2. Claims by the Customer are excluded if the Customer is responsible for the infringement of Protective Rights.
3. Claims by the Customer are also excluded if the infringement of Protective Rights is caused by special stipulations of the Customer, by any utilization which we could not have anticipated, or as a result of the product being modified by the Customer or used with products not supplied by us.
4. Further claims against us by the Customer are subject to the exclusion of liability in accordance with Section X.
XII. Disruption to the contract basis, adaptation of the contract and cancellation
If any unforeseen events (e.g. natural disasters, mobilization, war, riot or similar events, e.g. strike, lockout) substantially alter the economic importance or content of the delivery, or substantially affect the business of feno GmbH, the contract will be adapted as appropriate in good faith. If this is not economically viable, we have the right to withdraw from the contract. Adaptation and cancellation of the contract are excluded if we are responsible for the obstruction.
XIII. Place of performance, place of jurisdiction, applicable law
1. The place of performance for all deliveries is the headquarters of feno GmbH.

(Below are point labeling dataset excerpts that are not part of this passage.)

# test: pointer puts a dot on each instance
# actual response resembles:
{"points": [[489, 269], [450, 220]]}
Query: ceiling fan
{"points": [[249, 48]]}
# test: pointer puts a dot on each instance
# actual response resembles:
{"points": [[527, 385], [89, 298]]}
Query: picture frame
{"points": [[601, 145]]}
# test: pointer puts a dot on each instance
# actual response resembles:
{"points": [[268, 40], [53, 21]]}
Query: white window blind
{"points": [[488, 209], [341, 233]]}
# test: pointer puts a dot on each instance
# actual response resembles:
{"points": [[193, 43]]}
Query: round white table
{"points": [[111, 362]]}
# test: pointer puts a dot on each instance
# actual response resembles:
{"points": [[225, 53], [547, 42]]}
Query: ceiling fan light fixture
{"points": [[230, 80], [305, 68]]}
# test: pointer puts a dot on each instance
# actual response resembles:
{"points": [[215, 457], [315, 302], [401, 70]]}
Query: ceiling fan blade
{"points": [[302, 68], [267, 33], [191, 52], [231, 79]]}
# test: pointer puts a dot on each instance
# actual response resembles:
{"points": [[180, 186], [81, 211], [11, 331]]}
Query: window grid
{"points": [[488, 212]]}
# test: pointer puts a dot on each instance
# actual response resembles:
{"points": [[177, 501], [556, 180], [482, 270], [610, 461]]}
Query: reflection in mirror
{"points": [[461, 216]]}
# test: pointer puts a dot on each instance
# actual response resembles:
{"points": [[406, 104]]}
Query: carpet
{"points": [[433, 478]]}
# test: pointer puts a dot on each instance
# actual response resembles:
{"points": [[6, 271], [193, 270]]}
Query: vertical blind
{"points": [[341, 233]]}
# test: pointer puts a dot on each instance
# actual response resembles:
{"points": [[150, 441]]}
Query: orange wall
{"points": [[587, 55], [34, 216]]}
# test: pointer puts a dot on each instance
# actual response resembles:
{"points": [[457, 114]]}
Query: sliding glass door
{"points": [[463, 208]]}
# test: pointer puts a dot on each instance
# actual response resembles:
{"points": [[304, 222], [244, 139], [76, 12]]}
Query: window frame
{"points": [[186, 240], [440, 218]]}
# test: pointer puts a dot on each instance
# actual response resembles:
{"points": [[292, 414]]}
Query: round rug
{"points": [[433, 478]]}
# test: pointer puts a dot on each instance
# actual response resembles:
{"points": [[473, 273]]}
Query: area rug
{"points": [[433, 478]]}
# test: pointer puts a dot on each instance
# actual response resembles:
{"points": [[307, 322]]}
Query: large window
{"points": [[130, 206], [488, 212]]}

2. In the case of contracts with merchants, as defined in §§ 1 ff. HGB, which have made the contract for the running of their own business, the sole place of jurisdiction for all direct and indirect disputes arising from the contractual relationship between us and the Customer is the headquarters of feno GmbH.
3. Contractual relationships are governed by German law, to the exclusion of the United Nations Convention on Contracts for the International Sale of Goods (CISG).
4. These General Terms and Conditions are issued in a German and an English language version. In the event of any dispute regarding their meaning or interpretation, the German text will in each case take precedence.
XIV. Binding force of the contract
The contract remains binding in all other respects, even if individual points have no legal force. This does not apply if compliance with the terms of the contract would constitute unreasonable hardship for one of the parties.